At this point you should already have:
- Found your land
- Done market study
- Contacted number of franchises
- Franchises that are in support of the location
- A purchase agreement on the parcel land. I personally recommend you to never spend more than 10% of the overall project cost on land. There are exceptions to this rule such as downtown locations, special destinations like Disney, etc.
Now you should be thinking due diligence- which is the study of your found real estate to make sure it can support your development. Think: water, sewer, gas, electric. Talk to your local civil engineer, they can guide you in this process. You will always need thirty days for this. Do not be pressured, otherwise something big can get missed.
I had a developer just last year that bought and closed a land that only allowed a two-story hotel building. Luckily, we convinced the 120 plus protesting neighbors that a four stories hotel would give them a better view through the property versus a big horizontal wall. They agreed to it and we designed the project. Not everyone will be this lucky. So, it is important to know your zoning, utilities, and entitlement requirements and fees.
I have seen fees as high as $500,000 for development rights – this could destroy a financial performance.

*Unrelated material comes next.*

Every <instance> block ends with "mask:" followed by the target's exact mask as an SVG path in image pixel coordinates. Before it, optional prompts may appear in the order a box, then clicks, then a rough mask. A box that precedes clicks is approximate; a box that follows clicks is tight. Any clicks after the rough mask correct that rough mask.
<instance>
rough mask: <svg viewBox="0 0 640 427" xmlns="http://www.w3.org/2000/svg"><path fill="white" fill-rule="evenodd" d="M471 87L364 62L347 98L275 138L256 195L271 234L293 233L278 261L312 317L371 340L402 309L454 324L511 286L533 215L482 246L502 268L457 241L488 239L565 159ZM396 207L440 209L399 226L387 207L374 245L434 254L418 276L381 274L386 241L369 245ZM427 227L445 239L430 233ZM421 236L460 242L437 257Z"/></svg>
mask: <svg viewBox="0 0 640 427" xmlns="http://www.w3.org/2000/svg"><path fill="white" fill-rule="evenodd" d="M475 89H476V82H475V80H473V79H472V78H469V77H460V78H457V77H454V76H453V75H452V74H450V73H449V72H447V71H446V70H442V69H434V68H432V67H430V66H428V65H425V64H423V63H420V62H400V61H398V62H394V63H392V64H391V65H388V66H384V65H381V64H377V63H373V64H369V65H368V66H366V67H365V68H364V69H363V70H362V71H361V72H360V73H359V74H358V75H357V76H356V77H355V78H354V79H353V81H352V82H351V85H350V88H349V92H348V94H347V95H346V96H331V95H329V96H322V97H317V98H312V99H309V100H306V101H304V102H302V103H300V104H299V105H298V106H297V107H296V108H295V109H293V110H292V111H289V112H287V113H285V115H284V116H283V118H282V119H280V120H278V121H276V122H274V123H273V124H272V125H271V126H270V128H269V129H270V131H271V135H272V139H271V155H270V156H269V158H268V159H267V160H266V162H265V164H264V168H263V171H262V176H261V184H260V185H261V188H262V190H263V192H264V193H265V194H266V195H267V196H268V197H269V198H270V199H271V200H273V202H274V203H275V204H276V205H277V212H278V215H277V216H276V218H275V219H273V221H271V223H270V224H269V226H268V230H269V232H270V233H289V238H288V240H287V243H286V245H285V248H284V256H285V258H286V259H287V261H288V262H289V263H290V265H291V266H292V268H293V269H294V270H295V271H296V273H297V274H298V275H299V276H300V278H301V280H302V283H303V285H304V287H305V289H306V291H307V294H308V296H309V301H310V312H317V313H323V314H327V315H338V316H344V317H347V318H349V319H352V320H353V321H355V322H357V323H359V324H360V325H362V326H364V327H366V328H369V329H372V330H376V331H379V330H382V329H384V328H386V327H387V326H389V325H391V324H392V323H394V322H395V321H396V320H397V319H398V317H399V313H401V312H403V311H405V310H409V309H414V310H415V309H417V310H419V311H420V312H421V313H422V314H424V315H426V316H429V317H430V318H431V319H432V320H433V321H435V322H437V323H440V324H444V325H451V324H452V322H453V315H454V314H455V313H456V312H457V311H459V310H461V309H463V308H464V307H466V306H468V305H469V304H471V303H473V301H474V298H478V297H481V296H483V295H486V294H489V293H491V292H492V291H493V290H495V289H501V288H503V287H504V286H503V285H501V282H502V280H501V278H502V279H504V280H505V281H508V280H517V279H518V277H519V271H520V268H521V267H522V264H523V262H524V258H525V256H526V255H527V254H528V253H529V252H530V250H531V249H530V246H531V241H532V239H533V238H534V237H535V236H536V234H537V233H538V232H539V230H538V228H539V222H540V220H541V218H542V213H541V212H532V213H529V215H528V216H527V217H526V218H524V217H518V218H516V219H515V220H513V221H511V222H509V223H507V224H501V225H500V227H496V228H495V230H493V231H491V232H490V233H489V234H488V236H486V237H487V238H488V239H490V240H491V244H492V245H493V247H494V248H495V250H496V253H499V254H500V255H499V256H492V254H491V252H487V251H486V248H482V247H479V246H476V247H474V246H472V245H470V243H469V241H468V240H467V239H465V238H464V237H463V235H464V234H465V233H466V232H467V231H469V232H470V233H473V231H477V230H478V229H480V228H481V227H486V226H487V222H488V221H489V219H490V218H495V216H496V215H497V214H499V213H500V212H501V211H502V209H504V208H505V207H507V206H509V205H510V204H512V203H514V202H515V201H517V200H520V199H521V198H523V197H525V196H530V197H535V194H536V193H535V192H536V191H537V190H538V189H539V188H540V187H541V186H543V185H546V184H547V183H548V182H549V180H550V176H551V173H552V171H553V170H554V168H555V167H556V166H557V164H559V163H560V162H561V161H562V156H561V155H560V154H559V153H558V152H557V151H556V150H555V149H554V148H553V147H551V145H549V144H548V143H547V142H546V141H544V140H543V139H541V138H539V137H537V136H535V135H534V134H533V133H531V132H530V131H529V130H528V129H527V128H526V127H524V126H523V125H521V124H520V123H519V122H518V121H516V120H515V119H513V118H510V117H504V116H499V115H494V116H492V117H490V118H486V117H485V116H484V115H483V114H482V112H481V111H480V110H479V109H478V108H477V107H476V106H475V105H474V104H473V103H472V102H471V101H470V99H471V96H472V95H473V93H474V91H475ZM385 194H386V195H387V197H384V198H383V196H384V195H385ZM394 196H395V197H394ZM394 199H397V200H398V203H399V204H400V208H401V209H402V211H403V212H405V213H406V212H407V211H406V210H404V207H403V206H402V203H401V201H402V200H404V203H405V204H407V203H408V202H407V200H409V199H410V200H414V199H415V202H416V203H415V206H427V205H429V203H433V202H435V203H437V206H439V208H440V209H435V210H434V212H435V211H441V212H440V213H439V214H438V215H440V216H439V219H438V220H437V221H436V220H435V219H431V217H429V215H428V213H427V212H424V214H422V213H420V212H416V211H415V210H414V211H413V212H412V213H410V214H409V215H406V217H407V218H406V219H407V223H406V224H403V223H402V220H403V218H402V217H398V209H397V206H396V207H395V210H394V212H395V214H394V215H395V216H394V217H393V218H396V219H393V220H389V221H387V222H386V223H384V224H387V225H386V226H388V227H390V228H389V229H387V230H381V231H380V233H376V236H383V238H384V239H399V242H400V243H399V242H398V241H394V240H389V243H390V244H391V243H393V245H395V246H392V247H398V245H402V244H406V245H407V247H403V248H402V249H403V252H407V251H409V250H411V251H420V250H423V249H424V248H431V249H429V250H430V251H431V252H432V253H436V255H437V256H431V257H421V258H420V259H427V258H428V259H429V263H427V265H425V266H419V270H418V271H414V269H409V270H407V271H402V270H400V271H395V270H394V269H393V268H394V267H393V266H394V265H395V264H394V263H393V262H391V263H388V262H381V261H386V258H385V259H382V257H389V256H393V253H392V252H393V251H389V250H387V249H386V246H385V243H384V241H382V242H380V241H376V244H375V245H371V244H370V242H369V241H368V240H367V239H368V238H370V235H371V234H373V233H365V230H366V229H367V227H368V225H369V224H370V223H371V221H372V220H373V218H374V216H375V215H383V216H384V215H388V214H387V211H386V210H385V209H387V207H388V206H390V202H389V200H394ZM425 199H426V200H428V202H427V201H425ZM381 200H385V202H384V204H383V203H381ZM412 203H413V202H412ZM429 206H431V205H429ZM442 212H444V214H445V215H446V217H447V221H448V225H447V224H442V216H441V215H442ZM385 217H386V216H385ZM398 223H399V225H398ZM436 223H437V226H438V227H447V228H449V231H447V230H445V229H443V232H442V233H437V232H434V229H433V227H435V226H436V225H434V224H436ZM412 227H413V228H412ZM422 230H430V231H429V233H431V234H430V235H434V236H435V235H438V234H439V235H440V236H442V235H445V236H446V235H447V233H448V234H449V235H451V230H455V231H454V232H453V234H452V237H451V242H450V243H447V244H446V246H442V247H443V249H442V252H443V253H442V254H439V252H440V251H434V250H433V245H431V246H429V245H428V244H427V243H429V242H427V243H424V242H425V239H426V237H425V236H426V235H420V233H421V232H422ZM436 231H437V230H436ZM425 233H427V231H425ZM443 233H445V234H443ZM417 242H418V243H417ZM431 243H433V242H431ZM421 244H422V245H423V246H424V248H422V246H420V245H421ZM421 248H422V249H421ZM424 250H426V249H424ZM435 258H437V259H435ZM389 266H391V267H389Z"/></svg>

I always recommend a soils report by done. Properties that are low, poor soil types, etc. can add major construction money to the project. One project I recall had a dynamite location, but it was a 150 deep peat moss pit. To solve the problem, they needed to add another million to the land price. Obviously, this property never got built.
You need to be a cautious buyer. Making basic mistakes can kill your project. Hire professional engineers that have experience with development in your area and they will provide you a wealth of information. This is where being cheap does not pay. Get the best services for the correct answers we are not playing Monopoly here – Or I guess you can live and learn as they say.